文摘Abstinence from prolonged psychostimulant use prompts stimulant withdrawal syndrome.Molecular adaptations within the dorsal striatum have been considered the main hallmark of stimulant abstinence. Here we explored striatal miRNA-target interaction and its impact on circulating miRNA marker as well as behavioral dysfunctions in methamphetamine(MA) abstinence. We conducted miRNA sequencing and profiling in the nonhuman primate model of MA abstinence, followed by miRNA qPCR,LC-MS/MS proteomics, immunoassays, and behavior tests in mice. In nonhuman primates, MA abstinence triggered a lasting upregulation of miR-137 in the dorsal striatum but a simultaneous downregulation of circulating miR-137. In mice, aberrant increase in striatal miR-137-dependent inhibition of SYNCRIP essentially mediated the MA abstinence-induced reduction of circulating miR-137. Pathway modeling through experimental deduction illustrated that the MA abstinence-mediated downregulation of circulating miR-137 was caused by reduction of SYNCRIP-dependent miRNA sorting into the exosomes in the dorsal striatum.
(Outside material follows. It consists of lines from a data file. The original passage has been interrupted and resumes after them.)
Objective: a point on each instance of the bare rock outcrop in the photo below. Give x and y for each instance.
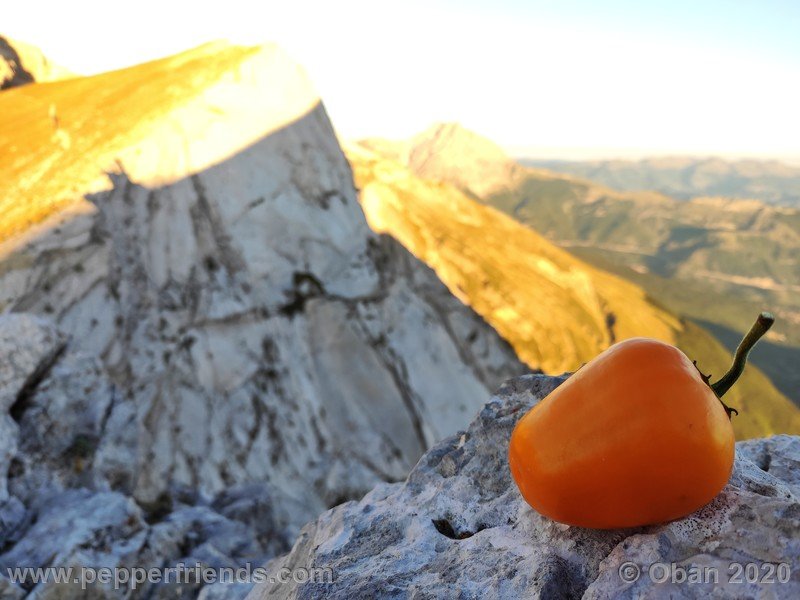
(21, 63)
(216, 336)
(459, 527)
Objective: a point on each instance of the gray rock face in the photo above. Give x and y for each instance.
(253, 327)
(22, 63)
(458, 527)
(218, 343)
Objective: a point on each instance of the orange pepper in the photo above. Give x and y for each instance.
(636, 436)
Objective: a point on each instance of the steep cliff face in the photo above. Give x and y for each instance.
(459, 526)
(21, 63)
(248, 325)
(449, 152)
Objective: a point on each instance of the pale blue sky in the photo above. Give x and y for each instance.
(561, 78)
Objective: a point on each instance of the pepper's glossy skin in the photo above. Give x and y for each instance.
(634, 437)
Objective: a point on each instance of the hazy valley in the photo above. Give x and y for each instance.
(220, 325)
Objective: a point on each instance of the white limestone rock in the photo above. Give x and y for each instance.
(252, 328)
(459, 527)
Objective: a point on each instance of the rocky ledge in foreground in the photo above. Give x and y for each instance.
(458, 527)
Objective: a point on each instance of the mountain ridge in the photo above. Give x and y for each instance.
(554, 309)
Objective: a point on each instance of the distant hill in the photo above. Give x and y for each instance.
(191, 226)
(770, 181)
(556, 310)
(22, 63)
(718, 261)
(451, 152)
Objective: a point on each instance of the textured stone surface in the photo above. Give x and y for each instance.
(459, 527)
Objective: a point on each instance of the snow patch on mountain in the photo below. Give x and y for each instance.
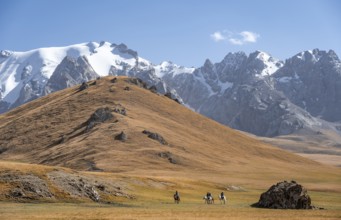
(168, 67)
(271, 65)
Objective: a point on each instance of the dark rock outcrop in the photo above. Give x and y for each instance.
(83, 86)
(155, 136)
(99, 116)
(138, 82)
(121, 136)
(70, 72)
(285, 195)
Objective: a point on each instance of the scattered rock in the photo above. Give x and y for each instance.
(285, 195)
(153, 89)
(27, 186)
(155, 136)
(93, 83)
(169, 95)
(99, 116)
(168, 156)
(137, 82)
(120, 110)
(16, 193)
(77, 186)
(101, 187)
(3, 149)
(122, 136)
(83, 86)
(235, 188)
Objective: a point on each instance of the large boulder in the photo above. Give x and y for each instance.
(285, 195)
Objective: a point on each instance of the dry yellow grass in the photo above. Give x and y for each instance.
(209, 157)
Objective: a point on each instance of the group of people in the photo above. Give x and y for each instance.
(208, 197)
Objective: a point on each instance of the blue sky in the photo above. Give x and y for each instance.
(183, 31)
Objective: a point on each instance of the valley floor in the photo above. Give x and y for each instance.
(237, 208)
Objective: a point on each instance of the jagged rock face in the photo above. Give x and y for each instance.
(70, 72)
(239, 92)
(312, 80)
(285, 195)
(45, 70)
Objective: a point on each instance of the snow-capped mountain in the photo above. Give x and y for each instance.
(259, 94)
(255, 93)
(25, 76)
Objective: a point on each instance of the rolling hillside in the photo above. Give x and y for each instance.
(162, 140)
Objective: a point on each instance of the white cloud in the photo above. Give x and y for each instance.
(217, 36)
(249, 36)
(235, 38)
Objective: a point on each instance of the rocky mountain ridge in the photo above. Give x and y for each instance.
(255, 93)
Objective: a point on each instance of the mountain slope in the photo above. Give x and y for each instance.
(164, 147)
(25, 76)
(56, 130)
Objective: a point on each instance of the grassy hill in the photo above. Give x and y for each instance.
(77, 145)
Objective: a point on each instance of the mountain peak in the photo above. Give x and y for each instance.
(5, 53)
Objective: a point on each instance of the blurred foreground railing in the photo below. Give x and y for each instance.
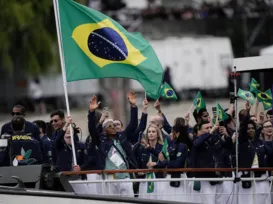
(232, 190)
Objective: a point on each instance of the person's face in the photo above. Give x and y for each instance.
(205, 129)
(118, 126)
(56, 122)
(269, 117)
(156, 120)
(110, 129)
(152, 133)
(254, 119)
(267, 129)
(17, 112)
(175, 135)
(251, 131)
(67, 137)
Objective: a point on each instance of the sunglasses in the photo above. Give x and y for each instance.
(111, 125)
(55, 121)
(16, 113)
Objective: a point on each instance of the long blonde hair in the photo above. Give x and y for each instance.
(159, 134)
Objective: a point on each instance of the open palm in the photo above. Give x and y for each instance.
(93, 103)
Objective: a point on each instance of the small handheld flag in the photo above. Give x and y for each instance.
(264, 96)
(267, 105)
(246, 95)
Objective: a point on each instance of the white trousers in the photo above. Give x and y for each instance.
(179, 194)
(121, 188)
(258, 193)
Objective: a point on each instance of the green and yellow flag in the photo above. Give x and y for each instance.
(267, 105)
(95, 46)
(246, 95)
(165, 149)
(199, 102)
(264, 96)
(254, 86)
(221, 114)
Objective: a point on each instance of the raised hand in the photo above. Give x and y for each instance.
(145, 105)
(94, 104)
(157, 106)
(187, 119)
(248, 107)
(132, 98)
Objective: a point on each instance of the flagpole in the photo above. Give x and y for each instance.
(57, 20)
(237, 179)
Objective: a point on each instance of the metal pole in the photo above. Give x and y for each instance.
(57, 20)
(236, 133)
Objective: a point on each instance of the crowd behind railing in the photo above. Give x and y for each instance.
(156, 145)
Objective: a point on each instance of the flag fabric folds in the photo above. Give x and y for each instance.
(246, 95)
(95, 46)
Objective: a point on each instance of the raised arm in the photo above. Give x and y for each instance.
(92, 120)
(243, 125)
(132, 126)
(166, 125)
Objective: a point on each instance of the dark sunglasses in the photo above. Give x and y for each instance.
(16, 113)
(55, 121)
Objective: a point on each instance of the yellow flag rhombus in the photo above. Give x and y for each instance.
(82, 32)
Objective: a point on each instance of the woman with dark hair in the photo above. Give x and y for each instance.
(253, 153)
(178, 151)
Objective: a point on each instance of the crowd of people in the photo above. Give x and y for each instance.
(153, 144)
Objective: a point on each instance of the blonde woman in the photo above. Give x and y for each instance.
(147, 156)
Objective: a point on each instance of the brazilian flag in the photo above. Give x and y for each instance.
(254, 86)
(95, 46)
(199, 102)
(264, 96)
(246, 95)
(165, 149)
(221, 114)
(267, 105)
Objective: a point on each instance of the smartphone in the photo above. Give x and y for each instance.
(105, 110)
(232, 98)
(214, 112)
(221, 123)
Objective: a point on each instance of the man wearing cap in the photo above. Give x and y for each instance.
(29, 128)
(114, 147)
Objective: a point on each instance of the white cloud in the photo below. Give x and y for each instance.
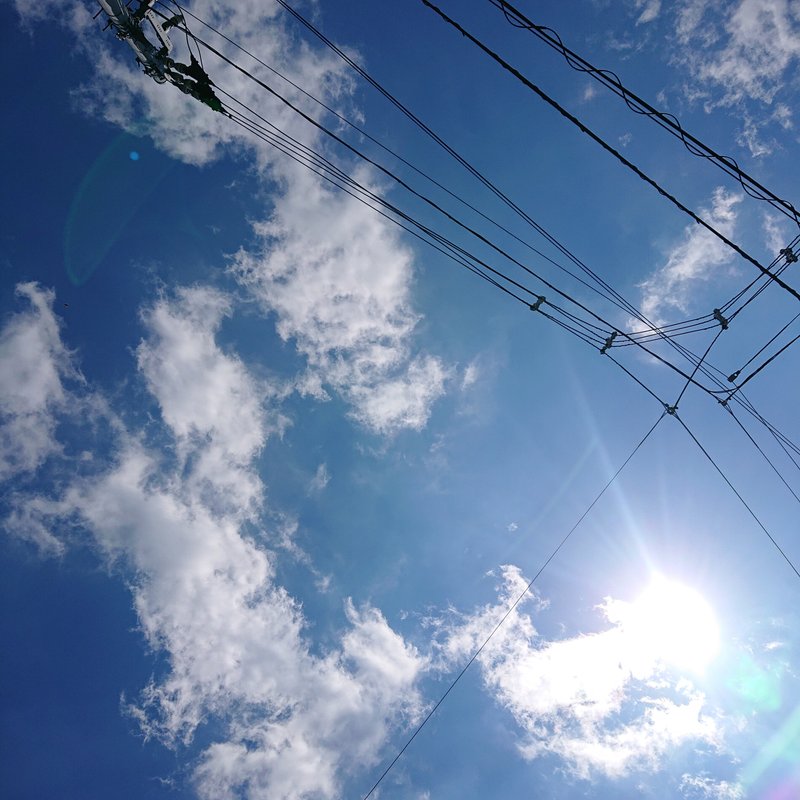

Furthermore, diminished SYNCRIP in the dorsal striatum was necessary for MA abstinence-induced behavioral bias towards egocentric spatial learning. Taken together, our data revealed circulating miR-137 as a potential blood-based marker that could reflect MA abstinence-dependent changes in striatal miR-137/SYNCRIP axis, and striatal SYNCRIP as a potential therapeutic target for striatum-associated cognitive dysfunction by MA withdrawal syndrome.